Uno dei ricordi più cari che conservo del mio periodo di volontariato a Kathamandu é il sorriso dei nepalesi, un popolo sereno e accogliente che fa dell’ospitalità uno dei suoi tratti più distintivi.
Ho trascorso un mese nel bellissimo monastero Jovo Kadampa, nella periferia nord-est di Kathmandu, a insegnare inglese ai dolci e vivaci monacini.
Ogni giorno, dopo pranzo, per caricare le batterie prima di affrontare la lezione pomeridiana, percorrevo con gli altri volontari il tratto di strada dal monastero a uno dei siti artistici più importanti di Kathamandu, il Boudhanath. Il terremoto dello scorso anno ha purtroppo danneggiato gravemente questo fantastico stupa, un monumento buddista meta di pellegrini locali e turisti.
Camminando per la strada impolverata, fra clacsonate impietose e capre, capitava spesso di essere salutate dai bambini, che ci rincorrevano per un po’ agitando le manine e urlando “Namaste”. Altri ci affiancavano e ci domandavano da dove venivamo e se ci piacevano il Nepal e i nepalesi.
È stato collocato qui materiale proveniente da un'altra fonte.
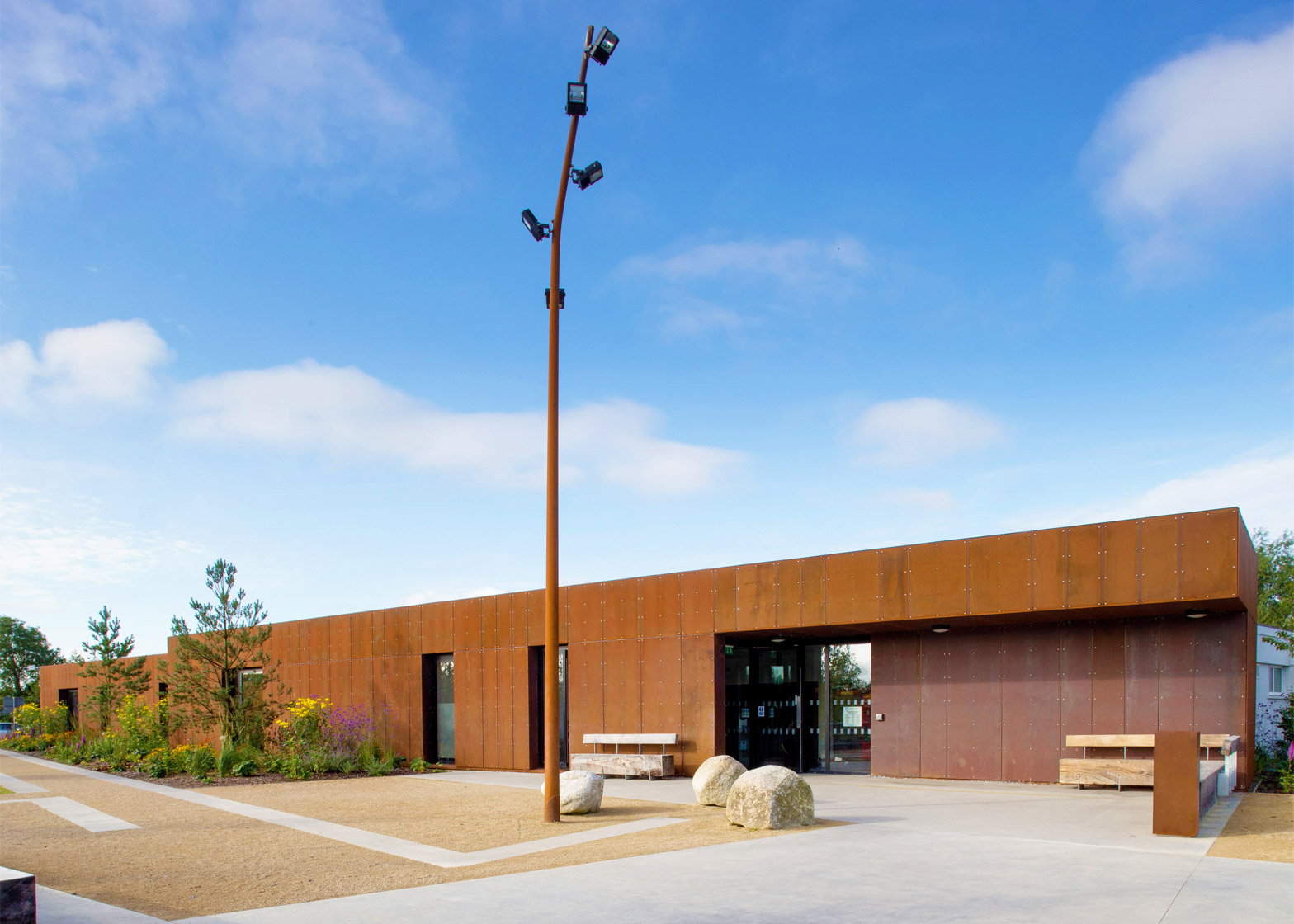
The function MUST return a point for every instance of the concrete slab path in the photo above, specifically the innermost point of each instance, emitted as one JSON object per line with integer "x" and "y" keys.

Queste domande erano sicuramente un modo per loro di parlare inglese (i giovani lo imparano a scuola e sono felicissimi di praticarlo con gli stranieri) e di intrattenersi qualche istante con qualcuno che viene dall’altra parte del mondo, per noi era invece un’occasione unica di avvicinarci ai locali e scoprire questa loro cultura dell’ospitalità.
Più di una volta é successo che siamo state invitate a bere un tè caldo o a prendere il posto di qualcuno sui pulmini scassati, solo perché venivamo considerati ospiti del loro paese e avevamo il diritto di essere trattati in maniera speciale. Ovviamente il turismo é molto importante per l’economia del piccolo stato himalayano, i turisti sono da trattare con la massima cortesia. Tuttavia, credo che il loro calore non sia dovuto solamente a un mero interesse economico, anzi! Il loro saluto cordiale e sorridente é, secondo me, l’espressione autentica di quello che io considero il tratto umano nepalese.
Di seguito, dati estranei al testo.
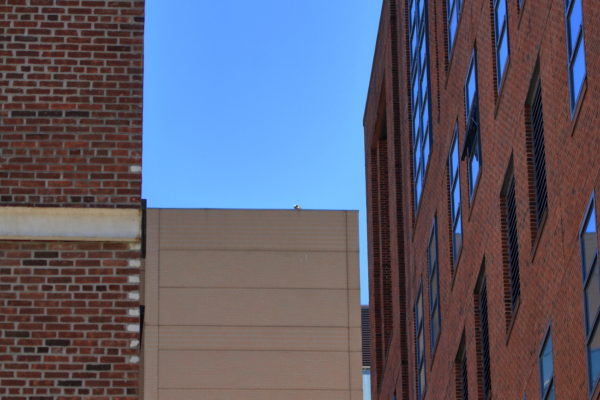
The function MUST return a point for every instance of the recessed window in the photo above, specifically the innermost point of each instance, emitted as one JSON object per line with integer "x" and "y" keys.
{"x": 420, "y": 344}
{"x": 420, "y": 93}
{"x": 500, "y": 39}
{"x": 455, "y": 203}
{"x": 547, "y": 369}
{"x": 536, "y": 155}
{"x": 434, "y": 287}
{"x": 460, "y": 372}
{"x": 575, "y": 49}
{"x": 453, "y": 8}
{"x": 482, "y": 339}
{"x": 591, "y": 285}
{"x": 510, "y": 244}
{"x": 472, "y": 146}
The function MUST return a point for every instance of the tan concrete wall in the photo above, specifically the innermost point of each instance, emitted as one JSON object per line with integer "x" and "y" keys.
{"x": 252, "y": 304}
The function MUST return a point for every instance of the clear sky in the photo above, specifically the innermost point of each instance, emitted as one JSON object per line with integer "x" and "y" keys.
{"x": 258, "y": 104}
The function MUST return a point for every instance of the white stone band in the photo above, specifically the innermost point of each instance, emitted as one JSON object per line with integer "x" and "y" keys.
{"x": 87, "y": 224}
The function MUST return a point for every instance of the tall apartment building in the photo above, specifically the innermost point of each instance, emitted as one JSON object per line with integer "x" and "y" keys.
{"x": 483, "y": 171}
{"x": 70, "y": 208}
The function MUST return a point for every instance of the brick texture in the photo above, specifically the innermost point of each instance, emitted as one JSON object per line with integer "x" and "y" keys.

Nei nostri avanzatissimi e benestanti paesi, siamo ormai abituati a non salutare chi si trova per strada ( e non parlo solo delle grandi città ), Kathmandu mi ha fatto riscoprire invece il piacere delle buone relazioni umane, nelle quali non si prova diffidenza nei confronti di chi ha la pelle o la forma degli occhi diversa dalla tua. I nepalesi vedono il diverso e gli vanno incontro, noi spesso e volontieri, nella stessa situazione, scappiamo.
Mai dimenticherò le loro simpatiche teste che ciondolavano in segno di assenso e i sorrisi sdentati delle nonnette, le cui rughe sulla pelle erano come inchiostro sulle pagine del libro della loro vita, spesso dura, ma coraggiosa.